Wow some people really got out of bed in the wrong side today. Shot me for having an opinion, just going by my experiences.

So it’s not ok to make judgements solely based on whether someone is a man or not, but it’s totally fine to decide someone is a crap manager because they haven’t got kids? Think about the logic of that.

I agree with this, thank you. As a childfree person I'm always told I wouldn't understand things or it's assumed I hate kids and parents and have no idea of 'real life'. I wouldn't ever say or even think anything like the OPs manager has and it's horrible that I've had decades of comments like that, actual abuse about it and been treated poorly just because I chose not to have children. I'm still a human with empathy and common sense.
MereDintofPandiculation · 27/01/2021 12:33

Unfortunately I dont have anyway of proving what she said, it was over the phone! Better than nothing is to drop her an email confirming the conversation and ending with "let me know if I've misunderstood" (so no reply means she agrees she said it).

donquixotedelamancha · 28/01/2021 07:19

I'm surprised so many people are surprised. I had several battles of this nature with my (male, with kids) manager.

Sadly (for both sexes) the idea that having children shouldn't have any impact on men's career is still very common.

Marley20 · 28/01/2021 07:24

It depends what you want to happen. People say 'report to HR' but what does that mean, what do you want them to do? Reporting to HR means you are making a formal complaint or grievance so you need to think about what you want to happen. Is it an apology, training on how to handle sensitive requests for leave etc. Also remember it's highly unlikely in this instance the complaint can be kept confidential so this manager will learn of the complaint (which doesn't mean you shouldn't go ahead with it). Do you think you could try and speak with her first about what she said and how it made you feel, maybe with another manager present if it makes you more comfortable?
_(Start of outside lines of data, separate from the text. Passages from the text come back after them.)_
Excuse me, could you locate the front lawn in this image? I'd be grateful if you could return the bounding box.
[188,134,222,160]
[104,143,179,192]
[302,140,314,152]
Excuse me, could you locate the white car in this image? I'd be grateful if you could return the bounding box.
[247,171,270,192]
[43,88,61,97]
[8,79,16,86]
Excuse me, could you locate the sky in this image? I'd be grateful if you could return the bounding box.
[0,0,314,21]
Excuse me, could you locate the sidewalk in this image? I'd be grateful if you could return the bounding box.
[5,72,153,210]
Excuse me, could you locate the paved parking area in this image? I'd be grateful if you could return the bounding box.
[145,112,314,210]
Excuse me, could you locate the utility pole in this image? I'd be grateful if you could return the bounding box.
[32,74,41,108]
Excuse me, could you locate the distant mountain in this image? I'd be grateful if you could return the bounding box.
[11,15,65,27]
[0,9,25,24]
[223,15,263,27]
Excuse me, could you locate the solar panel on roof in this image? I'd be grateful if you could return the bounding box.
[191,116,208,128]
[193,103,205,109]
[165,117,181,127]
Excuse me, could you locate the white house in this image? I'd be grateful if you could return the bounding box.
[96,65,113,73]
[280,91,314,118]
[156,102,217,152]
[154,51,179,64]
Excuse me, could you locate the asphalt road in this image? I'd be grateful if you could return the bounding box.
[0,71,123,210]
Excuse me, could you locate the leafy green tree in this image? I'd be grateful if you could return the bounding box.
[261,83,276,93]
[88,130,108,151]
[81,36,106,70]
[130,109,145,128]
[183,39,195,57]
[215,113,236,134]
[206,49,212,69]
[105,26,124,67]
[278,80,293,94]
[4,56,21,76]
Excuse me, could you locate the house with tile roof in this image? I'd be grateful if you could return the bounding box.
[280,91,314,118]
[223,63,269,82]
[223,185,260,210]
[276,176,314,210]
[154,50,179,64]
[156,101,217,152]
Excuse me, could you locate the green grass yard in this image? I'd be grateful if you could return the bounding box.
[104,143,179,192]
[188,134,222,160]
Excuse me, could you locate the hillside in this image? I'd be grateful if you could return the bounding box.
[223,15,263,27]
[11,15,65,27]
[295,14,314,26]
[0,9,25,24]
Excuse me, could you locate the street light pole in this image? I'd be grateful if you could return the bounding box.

SimplyRadishing · 28/01/2021 07:27

@CaraDuneRedux

I would have a word with HR. It may well be that they can't do anything yet because she said it over the phone, but it could help them to start building a picture if she's a repeat offender. And it might also prompt them to email all managers reminding them that emergency parental leave for childcare reasons is available to both sexes.
I would go for this.

And next time email her when you need time off

FTMF30 · 28/01/2021 07:52

@toconclude Of course it's sexism. It doesnt directly affects OP, but it's internalised sexism nonetheless.

WoolieLiberal · 28/01/2021 09:39

There are still some dinosaur attitudes out there. Not everyone thinks the same, and it’s probably an attitude she’s inherited from her parents.

DeltaAlphaDelta · 28/01/2021 09:46

Definitely speak to HR. Despite always working FT compared to DW who works part time, as my jobs have always been more flexible, its always been easier for me to take time off when DS was younger and was off sick. Ive never had a problem with male or female managers with this, and have always been able to make up hours or just take time as leave. I like the idea of emailing the manager (as suggested above) to get confirmation that was what she had said, in writing. It will definitely help when you speak to HR. Good luck.